Officials and medics said 12,391 people had died in Turkey and at least 2,992 in neighbouring Syria from Monday's quake, bringing the total to 15,383. Experts fear the number will continue to rise sharply.
In Brussels, the EU is planning a donor conference in March to mobilise international aid for Syria and Turkey.
"We are now racing against the clock to save lives together," said EU chief Ursula von der Leyen on Twitter.
"No one should be left alone when a tragedy like this hits a people," von der Leyen said.
'People dying every second'
Due to the scale of the damage and the lack of help coming to certain areas, survivors said they felt alone in responding to the disaster.
"Even the buildings that haven't collapsed were severely damaged. There are now more people under the rubble than those above it," a resident named Hassan, who did not provide his full name, said in the rebel-held Syrian town of Jindayris.
"There are around 400-500 people trapped under each collapsed building, with only 10 people trying to pull them out.
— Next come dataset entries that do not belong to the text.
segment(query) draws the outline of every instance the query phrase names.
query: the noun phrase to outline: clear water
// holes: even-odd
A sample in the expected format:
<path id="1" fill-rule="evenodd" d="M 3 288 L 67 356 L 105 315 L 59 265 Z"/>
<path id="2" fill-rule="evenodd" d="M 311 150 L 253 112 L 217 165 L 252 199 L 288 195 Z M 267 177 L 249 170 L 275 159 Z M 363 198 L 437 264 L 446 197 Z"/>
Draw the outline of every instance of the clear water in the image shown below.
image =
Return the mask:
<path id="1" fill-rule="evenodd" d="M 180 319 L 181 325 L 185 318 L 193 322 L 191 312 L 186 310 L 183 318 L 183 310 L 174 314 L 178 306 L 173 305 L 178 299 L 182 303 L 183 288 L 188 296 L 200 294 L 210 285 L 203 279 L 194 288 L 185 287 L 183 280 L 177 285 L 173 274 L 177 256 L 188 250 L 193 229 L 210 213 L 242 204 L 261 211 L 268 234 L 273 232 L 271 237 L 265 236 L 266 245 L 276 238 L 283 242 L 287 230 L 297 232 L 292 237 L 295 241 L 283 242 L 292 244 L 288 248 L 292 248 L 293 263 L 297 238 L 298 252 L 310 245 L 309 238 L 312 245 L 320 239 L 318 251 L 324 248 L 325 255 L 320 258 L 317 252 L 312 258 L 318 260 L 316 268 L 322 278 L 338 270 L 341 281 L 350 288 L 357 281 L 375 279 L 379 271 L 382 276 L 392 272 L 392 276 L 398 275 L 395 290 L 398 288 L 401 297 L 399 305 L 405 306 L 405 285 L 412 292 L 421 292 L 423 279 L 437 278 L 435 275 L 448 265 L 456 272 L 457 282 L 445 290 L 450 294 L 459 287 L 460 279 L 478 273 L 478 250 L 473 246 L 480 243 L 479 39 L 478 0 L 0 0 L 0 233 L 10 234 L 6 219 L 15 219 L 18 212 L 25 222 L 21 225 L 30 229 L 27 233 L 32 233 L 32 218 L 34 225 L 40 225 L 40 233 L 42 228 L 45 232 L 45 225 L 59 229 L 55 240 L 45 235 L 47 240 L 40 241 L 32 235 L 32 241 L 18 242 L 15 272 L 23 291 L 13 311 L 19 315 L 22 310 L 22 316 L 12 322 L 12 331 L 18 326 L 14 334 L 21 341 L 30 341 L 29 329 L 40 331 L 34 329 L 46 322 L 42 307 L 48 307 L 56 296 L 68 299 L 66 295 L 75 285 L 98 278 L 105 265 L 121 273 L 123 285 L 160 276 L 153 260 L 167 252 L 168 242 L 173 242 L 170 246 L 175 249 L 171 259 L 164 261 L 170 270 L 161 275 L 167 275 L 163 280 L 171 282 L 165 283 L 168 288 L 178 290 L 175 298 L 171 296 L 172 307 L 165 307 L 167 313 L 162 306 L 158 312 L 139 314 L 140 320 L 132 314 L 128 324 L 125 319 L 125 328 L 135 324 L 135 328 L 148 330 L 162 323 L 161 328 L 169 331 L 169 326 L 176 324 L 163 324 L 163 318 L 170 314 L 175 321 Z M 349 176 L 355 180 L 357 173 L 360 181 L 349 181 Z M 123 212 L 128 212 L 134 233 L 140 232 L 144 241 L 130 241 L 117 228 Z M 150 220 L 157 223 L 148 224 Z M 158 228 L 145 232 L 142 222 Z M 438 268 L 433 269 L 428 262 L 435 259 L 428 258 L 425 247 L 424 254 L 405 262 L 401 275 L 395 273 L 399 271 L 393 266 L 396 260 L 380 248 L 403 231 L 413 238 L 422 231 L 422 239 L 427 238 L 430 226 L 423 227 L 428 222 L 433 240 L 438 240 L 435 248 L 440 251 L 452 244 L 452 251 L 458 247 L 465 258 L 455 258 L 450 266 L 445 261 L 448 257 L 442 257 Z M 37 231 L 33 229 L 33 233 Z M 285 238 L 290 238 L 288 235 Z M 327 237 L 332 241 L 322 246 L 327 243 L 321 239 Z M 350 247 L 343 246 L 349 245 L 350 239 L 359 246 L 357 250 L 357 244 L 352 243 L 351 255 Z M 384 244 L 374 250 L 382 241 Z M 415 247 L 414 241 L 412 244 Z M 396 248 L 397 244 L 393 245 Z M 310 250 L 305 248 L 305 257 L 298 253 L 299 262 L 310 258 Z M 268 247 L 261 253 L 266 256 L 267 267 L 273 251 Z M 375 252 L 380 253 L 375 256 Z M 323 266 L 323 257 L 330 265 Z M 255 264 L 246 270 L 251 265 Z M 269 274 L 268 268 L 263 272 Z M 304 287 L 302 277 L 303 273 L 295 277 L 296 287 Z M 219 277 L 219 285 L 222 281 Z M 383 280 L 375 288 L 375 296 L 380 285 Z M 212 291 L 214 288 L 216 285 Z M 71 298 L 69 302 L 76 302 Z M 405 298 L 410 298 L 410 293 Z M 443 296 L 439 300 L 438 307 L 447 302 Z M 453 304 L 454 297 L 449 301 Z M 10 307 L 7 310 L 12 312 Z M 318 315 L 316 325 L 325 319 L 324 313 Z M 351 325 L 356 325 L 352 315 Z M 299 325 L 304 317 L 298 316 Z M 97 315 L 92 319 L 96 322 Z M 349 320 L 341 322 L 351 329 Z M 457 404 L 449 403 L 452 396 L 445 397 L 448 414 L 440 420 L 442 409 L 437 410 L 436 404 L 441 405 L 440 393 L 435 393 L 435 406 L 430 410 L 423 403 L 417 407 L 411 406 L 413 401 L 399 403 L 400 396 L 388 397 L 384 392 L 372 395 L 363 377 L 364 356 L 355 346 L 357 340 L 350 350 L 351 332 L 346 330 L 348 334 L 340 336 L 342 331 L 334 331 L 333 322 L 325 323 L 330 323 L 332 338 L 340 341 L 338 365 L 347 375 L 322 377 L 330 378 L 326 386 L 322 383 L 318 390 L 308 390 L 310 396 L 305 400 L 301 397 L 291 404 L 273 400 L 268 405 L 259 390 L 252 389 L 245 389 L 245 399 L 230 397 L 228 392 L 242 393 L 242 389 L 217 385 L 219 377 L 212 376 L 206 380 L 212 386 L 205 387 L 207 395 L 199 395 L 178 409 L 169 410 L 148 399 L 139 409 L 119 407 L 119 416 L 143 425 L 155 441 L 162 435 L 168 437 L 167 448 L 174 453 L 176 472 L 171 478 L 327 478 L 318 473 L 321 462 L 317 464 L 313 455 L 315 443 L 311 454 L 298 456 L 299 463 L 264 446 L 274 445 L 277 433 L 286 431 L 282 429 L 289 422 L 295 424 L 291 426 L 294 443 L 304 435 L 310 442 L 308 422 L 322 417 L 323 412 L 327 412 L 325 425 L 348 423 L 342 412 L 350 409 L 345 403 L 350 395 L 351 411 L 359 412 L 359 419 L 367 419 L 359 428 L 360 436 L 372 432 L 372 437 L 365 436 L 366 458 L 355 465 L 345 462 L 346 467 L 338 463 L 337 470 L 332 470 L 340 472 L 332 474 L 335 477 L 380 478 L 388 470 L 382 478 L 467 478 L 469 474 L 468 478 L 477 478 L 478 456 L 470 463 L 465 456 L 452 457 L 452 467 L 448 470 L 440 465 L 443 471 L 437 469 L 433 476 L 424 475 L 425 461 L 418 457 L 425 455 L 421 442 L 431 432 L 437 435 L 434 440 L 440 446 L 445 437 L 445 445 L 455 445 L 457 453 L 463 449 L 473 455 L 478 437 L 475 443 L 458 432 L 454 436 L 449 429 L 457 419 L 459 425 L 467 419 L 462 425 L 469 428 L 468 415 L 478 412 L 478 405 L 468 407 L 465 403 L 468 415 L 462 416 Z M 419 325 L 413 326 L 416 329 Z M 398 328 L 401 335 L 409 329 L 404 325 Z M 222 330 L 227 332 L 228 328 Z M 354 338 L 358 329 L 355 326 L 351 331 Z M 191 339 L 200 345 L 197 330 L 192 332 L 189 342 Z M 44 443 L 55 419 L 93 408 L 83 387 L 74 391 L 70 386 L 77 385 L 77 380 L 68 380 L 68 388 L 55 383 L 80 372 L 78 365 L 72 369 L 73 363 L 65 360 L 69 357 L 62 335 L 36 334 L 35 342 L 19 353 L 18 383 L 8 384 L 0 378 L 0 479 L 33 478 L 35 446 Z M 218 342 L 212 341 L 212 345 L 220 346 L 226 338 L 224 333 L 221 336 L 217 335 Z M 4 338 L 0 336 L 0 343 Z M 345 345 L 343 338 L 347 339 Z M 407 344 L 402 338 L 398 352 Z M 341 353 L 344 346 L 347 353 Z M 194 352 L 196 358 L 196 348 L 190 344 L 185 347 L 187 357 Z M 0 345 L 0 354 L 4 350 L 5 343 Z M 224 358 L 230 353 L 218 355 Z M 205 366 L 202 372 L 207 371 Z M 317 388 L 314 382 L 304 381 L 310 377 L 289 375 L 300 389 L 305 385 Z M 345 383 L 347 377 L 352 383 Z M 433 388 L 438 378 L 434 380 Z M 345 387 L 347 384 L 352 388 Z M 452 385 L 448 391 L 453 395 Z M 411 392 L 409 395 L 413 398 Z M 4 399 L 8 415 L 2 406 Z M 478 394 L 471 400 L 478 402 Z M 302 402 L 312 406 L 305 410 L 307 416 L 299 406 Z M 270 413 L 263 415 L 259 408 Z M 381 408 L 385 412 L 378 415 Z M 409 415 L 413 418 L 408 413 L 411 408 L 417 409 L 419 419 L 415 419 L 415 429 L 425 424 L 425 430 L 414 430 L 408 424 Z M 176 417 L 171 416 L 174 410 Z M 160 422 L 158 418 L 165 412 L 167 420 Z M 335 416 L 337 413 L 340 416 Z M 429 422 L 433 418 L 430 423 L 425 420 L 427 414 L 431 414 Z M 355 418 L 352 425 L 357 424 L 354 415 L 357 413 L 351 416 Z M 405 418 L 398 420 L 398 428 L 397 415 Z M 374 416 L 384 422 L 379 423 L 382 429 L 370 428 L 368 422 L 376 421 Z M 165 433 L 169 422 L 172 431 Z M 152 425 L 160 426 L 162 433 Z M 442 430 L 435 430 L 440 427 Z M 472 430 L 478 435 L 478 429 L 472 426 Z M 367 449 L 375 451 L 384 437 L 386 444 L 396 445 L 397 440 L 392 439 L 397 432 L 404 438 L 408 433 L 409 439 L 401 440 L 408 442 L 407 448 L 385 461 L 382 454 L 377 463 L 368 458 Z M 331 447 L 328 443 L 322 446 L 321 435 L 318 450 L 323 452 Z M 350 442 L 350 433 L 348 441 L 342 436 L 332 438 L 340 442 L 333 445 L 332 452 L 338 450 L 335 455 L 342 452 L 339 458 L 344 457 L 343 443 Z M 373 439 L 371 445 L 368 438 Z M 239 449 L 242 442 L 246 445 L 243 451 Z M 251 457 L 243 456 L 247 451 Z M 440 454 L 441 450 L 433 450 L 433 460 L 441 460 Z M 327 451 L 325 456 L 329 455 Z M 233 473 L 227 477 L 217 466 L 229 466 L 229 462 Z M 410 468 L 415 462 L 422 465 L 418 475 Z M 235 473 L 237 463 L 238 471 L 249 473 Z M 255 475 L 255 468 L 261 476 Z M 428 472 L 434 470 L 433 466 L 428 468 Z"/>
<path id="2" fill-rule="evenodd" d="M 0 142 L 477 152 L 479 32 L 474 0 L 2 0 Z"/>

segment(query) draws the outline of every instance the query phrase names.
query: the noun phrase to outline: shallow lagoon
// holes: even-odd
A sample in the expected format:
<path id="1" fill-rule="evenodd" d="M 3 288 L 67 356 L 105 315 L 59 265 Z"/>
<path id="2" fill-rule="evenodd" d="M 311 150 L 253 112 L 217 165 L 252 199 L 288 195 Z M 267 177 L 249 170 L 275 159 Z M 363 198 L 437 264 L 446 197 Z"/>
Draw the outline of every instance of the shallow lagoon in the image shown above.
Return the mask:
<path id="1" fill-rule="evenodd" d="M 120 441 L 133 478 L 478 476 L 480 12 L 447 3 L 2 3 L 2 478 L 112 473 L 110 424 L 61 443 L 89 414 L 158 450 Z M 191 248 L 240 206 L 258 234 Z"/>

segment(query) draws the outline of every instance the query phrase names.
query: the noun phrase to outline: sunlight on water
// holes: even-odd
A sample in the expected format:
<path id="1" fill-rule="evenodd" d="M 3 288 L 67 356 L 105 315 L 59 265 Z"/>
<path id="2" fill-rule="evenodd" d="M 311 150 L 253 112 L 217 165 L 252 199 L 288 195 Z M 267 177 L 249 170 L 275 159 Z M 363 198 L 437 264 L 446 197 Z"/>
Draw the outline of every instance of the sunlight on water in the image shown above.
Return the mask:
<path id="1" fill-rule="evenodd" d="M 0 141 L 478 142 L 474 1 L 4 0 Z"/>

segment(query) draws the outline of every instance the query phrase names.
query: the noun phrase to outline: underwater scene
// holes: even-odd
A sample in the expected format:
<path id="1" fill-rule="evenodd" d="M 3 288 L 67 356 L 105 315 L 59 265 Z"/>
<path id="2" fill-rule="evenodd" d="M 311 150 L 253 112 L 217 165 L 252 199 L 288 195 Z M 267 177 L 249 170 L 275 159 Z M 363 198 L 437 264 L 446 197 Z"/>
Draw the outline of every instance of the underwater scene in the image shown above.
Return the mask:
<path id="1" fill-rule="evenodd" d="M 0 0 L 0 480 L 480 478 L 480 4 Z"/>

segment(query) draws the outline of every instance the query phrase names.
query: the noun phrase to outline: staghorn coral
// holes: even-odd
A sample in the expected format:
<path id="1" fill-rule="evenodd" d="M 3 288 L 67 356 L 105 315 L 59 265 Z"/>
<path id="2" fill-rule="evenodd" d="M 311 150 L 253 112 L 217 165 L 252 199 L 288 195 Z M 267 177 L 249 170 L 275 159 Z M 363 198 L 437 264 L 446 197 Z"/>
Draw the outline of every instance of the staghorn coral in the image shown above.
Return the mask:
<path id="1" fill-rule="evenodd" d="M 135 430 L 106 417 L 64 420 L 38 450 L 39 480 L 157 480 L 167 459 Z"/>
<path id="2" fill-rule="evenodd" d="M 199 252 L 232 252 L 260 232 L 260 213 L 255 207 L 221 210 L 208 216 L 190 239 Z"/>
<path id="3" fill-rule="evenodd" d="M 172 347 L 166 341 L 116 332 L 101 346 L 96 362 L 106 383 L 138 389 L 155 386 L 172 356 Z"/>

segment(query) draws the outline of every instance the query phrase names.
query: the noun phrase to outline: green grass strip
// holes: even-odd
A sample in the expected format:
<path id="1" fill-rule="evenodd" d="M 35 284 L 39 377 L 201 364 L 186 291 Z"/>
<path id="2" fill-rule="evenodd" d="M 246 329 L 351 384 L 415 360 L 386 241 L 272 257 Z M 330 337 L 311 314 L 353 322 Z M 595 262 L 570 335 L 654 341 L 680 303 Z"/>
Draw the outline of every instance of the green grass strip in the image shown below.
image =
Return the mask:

And there is no machinery," he added.
The White Helmets, leading efforts to rescue people buried under rubble in rebel-held areas of Syria, have appealed for international help in their "race against time".
They have been toiling since the quake to pull survivors out from under the debris of dozens of flattened buildings in northwestern areas of war-torn Syria that remain outside the government's control.
A leading UN official called for the facilitation of aid access to rebel-held areas in the northwest, warning that relief stocks will soon be depleted.
"Put politics aside and let us do our humanitarian work," the UN's resident Syria coordinator El-Mostafa Benlamlih told AFP in an interview.
Syria appeals for EU help
The issue of aid to Syria is a delicate one, and the sanctioned government in Damascus made an official plea to the EU for help, the bloc's commissioner for crisis management Janez Lenarcic said.
A decade of civil war and Syrian-Russian aerial bombardment had already destroyed hospitals, collapsed the economy and prompted electricity, fuel and water shortages.
The European Commission is "encouraging" EU member countries to respond to Syria's request for medical supplies and food, while monitoring to ensure that any aid "is not diverted" by President Bashar al-Assad's government, Lenarcic noted.
Dozens of nations, including the United States, China and the Gulf States have pledged to help, and search teams as well as relief supplies have already arrived.
The European Union was swift to dispatch rescue teams to Turkey after the massive earthquake struck the country on Monday close to the border with Syria.
But it initially offered only minimal assistance to Syria because of EU sanctions imposed since 2011 on Assad's government over its brutal crackdown on protesters that spiralled into a civil war.
The Turkey-Syria border is one of the world's most active earthquake zones. Monday's quake was the largest Turkey has seen since 1939, when 33,000 people died in eastern Erzincan province.
In 1999, a 7.4-magnitude earthquake killed more than 17,000.